郎中引了她来到医馆的后院中,院中乱七八糟堆了一堆的药材,只有一小间可供勉强栖身。周惜若见了这屋子也不嫌弃千万谢了郎中,小心翼翼抱了阿宝放在干硬的床上。
夜已深,周惜若只觉得眼皮沉沉,脑中亦是昏昏沉的,她不放心摸了摸阿宝的额头,发现他已微微出了汗,这才安心依着床边沉沉睡去。

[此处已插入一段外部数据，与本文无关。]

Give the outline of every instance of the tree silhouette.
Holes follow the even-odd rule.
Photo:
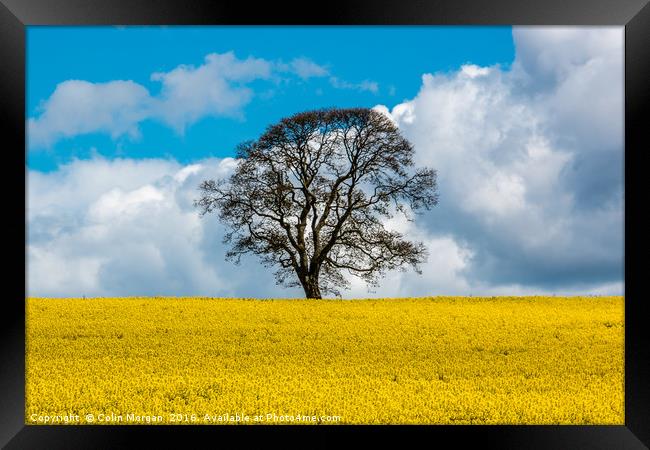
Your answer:
[[[240,144],[229,179],[206,180],[195,201],[201,215],[218,212],[232,244],[277,268],[278,284],[302,286],[307,298],[340,296],[344,272],[370,286],[388,270],[426,259],[383,220],[438,202],[436,172],[414,167],[414,149],[391,120],[367,108],[296,114]]]

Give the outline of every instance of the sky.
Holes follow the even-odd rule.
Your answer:
[[[28,27],[28,295],[301,296],[192,201],[328,106],[385,113],[440,193],[387,222],[422,275],[344,297],[623,294],[623,28],[445,26]]]

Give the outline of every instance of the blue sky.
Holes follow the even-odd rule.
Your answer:
[[[623,27],[28,27],[31,296],[300,297],[198,217],[281,117],[386,114],[440,201],[429,258],[347,298],[622,295]],[[255,282],[251,282],[254,280]]]
[[[465,63],[507,67],[514,59],[510,27],[32,26],[27,32],[28,117],[38,117],[43,102],[66,80],[132,80],[155,96],[161,83],[151,79],[153,73],[201,66],[206,55],[231,51],[239,59],[309,60],[327,74],[303,79],[284,73],[282,80],[253,80],[254,97],[239,117],[206,115],[184,133],[143,120],[135,138],[89,132],[47,146],[30,145],[28,166],[50,171],[93,152],[180,162],[229,156],[239,142],[255,139],[266,126],[292,113],[397,103],[417,94],[424,73],[449,72]]]

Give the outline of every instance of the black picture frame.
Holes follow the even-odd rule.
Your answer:
[[[316,444],[332,435],[401,442],[413,431],[427,445],[441,439],[454,446],[478,441],[496,448],[637,449],[650,445],[648,317],[644,298],[640,239],[645,220],[638,216],[648,148],[650,109],[650,6],[648,0],[336,0],[251,4],[210,0],[0,0],[0,126],[5,163],[2,224],[11,236],[5,267],[11,269],[3,296],[2,414],[3,448],[116,448],[134,439],[158,440],[169,447],[197,434],[219,444],[234,438],[246,445],[255,438],[291,431]],[[625,26],[625,425],[624,426],[26,426],[25,393],[25,27],[28,25],[619,25]],[[645,114],[644,114],[645,113]],[[644,121],[643,119],[646,119]],[[645,144],[645,145],[644,145]],[[21,233],[22,237],[18,235]],[[638,261],[638,263],[636,263]],[[209,435],[209,436],[208,436]],[[282,437],[284,443],[286,437]]]

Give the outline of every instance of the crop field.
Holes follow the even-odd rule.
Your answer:
[[[27,424],[624,423],[623,297],[28,298]]]

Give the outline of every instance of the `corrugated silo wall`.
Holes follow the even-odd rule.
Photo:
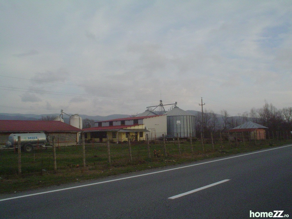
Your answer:
[[[167,117],[167,135],[175,137],[177,133],[180,138],[192,137],[196,134],[194,116],[173,116]]]

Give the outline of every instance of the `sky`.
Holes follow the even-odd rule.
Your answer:
[[[0,113],[292,105],[291,0],[2,0],[0,21]]]

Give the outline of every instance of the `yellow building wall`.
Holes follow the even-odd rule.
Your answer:
[[[114,126],[112,126],[113,129],[114,128]],[[129,127],[127,128],[126,128],[125,129],[144,129],[145,128],[145,126],[143,124],[142,125],[137,125],[136,126],[131,126],[131,127]],[[119,132],[118,132],[118,132],[117,131],[107,131],[107,137],[110,140],[110,141],[112,141],[113,142],[116,142],[118,141],[121,141],[123,142],[124,141],[128,141],[128,138],[126,136],[126,133],[127,133]],[[115,133],[116,136],[115,138],[114,138],[114,137],[113,135],[114,135],[114,133]],[[145,132],[143,132],[143,137],[142,138],[140,138],[139,137],[139,132],[138,133],[138,136],[137,137],[137,140],[146,140],[146,133],[146,133]],[[87,140],[88,140],[91,138],[91,133],[90,132],[88,132],[87,133],[87,136],[86,138],[86,139]],[[134,139],[135,140],[135,132],[130,132],[130,138],[131,139]],[[99,138],[92,138],[93,139],[94,141],[95,142],[100,142],[100,139]],[[102,139],[102,142],[106,142],[107,138],[103,138]]]
[[[143,123],[146,129],[150,132],[149,133],[150,139],[154,139],[155,135],[156,138],[158,138],[162,137],[163,134],[167,134],[166,115],[144,119]]]

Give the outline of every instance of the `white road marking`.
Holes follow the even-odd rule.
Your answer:
[[[227,160],[228,159],[231,159],[231,158],[235,158],[236,157],[242,157],[242,156],[246,156],[247,155],[249,155],[249,154],[257,154],[259,153],[261,153],[261,152],[264,152],[265,151],[270,151],[272,150],[275,150],[277,149],[279,149],[280,148],[282,148],[283,147],[289,147],[290,146],[292,146],[292,145],[287,145],[286,146],[283,146],[281,147],[276,147],[274,148],[271,148],[270,149],[267,149],[267,150],[265,150],[263,151],[257,151],[255,152],[252,152],[252,153],[249,153],[248,154],[241,154],[241,155],[238,155],[236,156],[234,156],[233,157],[225,157],[224,158],[222,158],[221,159],[219,159],[218,160],[212,160],[210,161],[207,161],[206,162],[204,162],[203,163],[200,163],[199,164],[192,164],[191,165],[189,165],[187,166],[181,166],[179,167],[177,167],[175,168],[173,168],[172,169],[170,169],[167,170],[162,170],[160,171],[157,171],[156,172],[153,172],[152,173],[145,173],[144,174],[141,174],[140,175],[137,175],[135,176],[129,176],[127,177],[124,177],[124,178],[121,178],[119,179],[116,179],[114,180],[108,180],[107,181],[103,181],[102,182],[95,182],[93,183],[90,183],[90,184],[86,184],[85,185],[79,185],[77,186],[74,186],[72,187],[69,187],[68,188],[65,188],[63,189],[57,189],[55,190],[52,190],[50,191],[47,191],[46,192],[39,192],[38,193],[33,193],[33,194],[30,194],[28,195],[22,195],[20,196],[16,196],[16,197],[12,197],[11,198],[8,198],[7,199],[0,199],[0,201],[6,201],[7,200],[11,200],[12,199],[19,199],[20,198],[23,198],[24,197],[28,197],[29,196],[32,196],[34,195],[40,195],[42,194],[45,194],[47,193],[50,193],[51,192],[59,192],[59,191],[62,191],[64,190],[68,190],[69,189],[76,189],[77,188],[80,188],[81,187],[84,187],[85,186],[89,186],[91,185],[97,185],[98,184],[101,184],[102,183],[104,183],[106,182],[114,182],[115,181],[118,181],[119,180],[123,180],[127,179],[131,179],[132,178],[135,178],[135,177],[139,177],[140,176],[146,176],[147,175],[151,175],[152,174],[155,174],[155,173],[162,173],[163,172],[166,172],[167,171],[170,171],[172,170],[177,170],[179,169],[182,169],[182,168],[186,168],[187,167],[189,167],[191,166],[196,166],[198,165],[201,165],[201,164],[208,164],[209,163],[213,163],[213,162],[216,162],[218,161],[220,161],[222,160]]]
[[[223,182],[227,182],[227,181],[229,181],[230,180],[230,179],[226,179],[224,180],[222,180],[221,181],[219,181],[219,182],[215,182],[213,183],[212,183],[212,184],[210,184],[210,185],[206,185],[205,186],[203,186],[202,187],[201,187],[201,188],[199,188],[198,189],[194,189],[193,190],[191,190],[190,191],[189,191],[188,192],[184,192],[184,193],[182,193],[181,194],[179,194],[178,195],[175,195],[173,196],[172,196],[171,197],[169,197],[168,198],[168,199],[176,199],[178,198],[179,198],[180,197],[182,197],[182,196],[184,196],[185,195],[188,195],[190,194],[191,194],[192,193],[194,193],[194,192],[198,192],[198,191],[199,191],[200,190],[203,190],[203,189],[206,189],[207,188],[209,188],[209,187],[211,187],[212,186],[214,186],[214,185],[218,185],[218,184],[220,184],[220,183],[223,183]]]

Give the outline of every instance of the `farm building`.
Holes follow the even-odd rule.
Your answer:
[[[44,132],[55,137],[60,146],[76,145],[82,130],[60,121],[0,120],[0,145],[5,145],[11,134]]]
[[[195,116],[175,106],[167,112],[167,136],[175,138],[192,137],[196,134]]]
[[[235,137],[236,133],[238,135],[238,136],[240,136],[240,133],[243,133],[244,136],[247,136],[250,139],[265,139],[266,129],[268,128],[250,121],[230,129],[228,132],[233,137]]]
[[[146,134],[150,139],[154,139],[166,134],[166,116],[162,115],[127,118],[97,122],[94,127],[85,128],[85,138],[95,142],[105,141],[108,138],[114,142],[146,140]]]

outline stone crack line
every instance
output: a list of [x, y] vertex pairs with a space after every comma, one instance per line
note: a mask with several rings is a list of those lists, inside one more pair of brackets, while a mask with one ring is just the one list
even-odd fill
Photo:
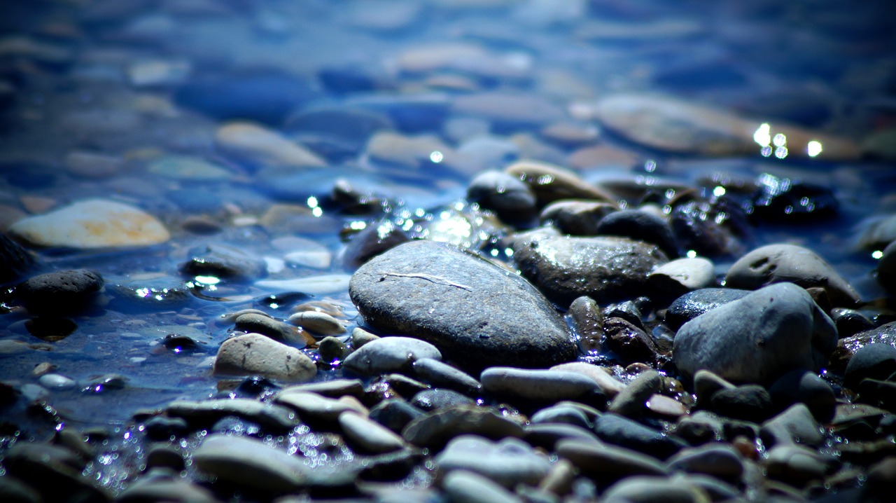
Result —
[[453, 287], [457, 287], [457, 288], [460, 288], [460, 289], [462, 289], [462, 290], [466, 290], [468, 291], [473, 291], [473, 289], [470, 288], [467, 285], [462, 285], [461, 283], [455, 283], [454, 282], [450, 282], [450, 281], [448, 281], [448, 280], [446, 280], [444, 278], [440, 278], [438, 276], [434, 276], [432, 274], [424, 274], [422, 273], [412, 273], [412, 274], [401, 274], [400, 273], [383, 273], [383, 275], [384, 275], [384, 276], [399, 276], [399, 277], [401, 277], [401, 278], [418, 278], [418, 279], [421, 279], [421, 280], [426, 280], [427, 282], [432, 282], [436, 283], [436, 284], [441, 284], [441, 285], [445, 285], [445, 286], [453, 286]]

过了许久,房门悄然打开,黑暗中有一道沙哑声音问道:“都睡了么?”
“睡了。这房中放了安神香,她是不容易醒来的。”是郎中的声音。
那声音阴沉地“嗯”了一声。递给黑暗中那人一包东西:“这银子够你回乡下安度晚年了。这事不可声张!”
郎中欣喜接过,匆匆走了。黑影看着房中熟睡的一大一小的人,慢慢走了进去……
第二天周惜若是在嗡嗡的议论声中醒来的。她睁开迷蒙的眼,只觉得天光刺眼得很。她下意识一摸身边却只摸到了冷硬的地面。她一惊急忙睁开眼,却发现自己靠在了一条狭小的巷中,身边除了早起的行人围着她议论纷纷,已根本不是昨夜她借宿的医馆!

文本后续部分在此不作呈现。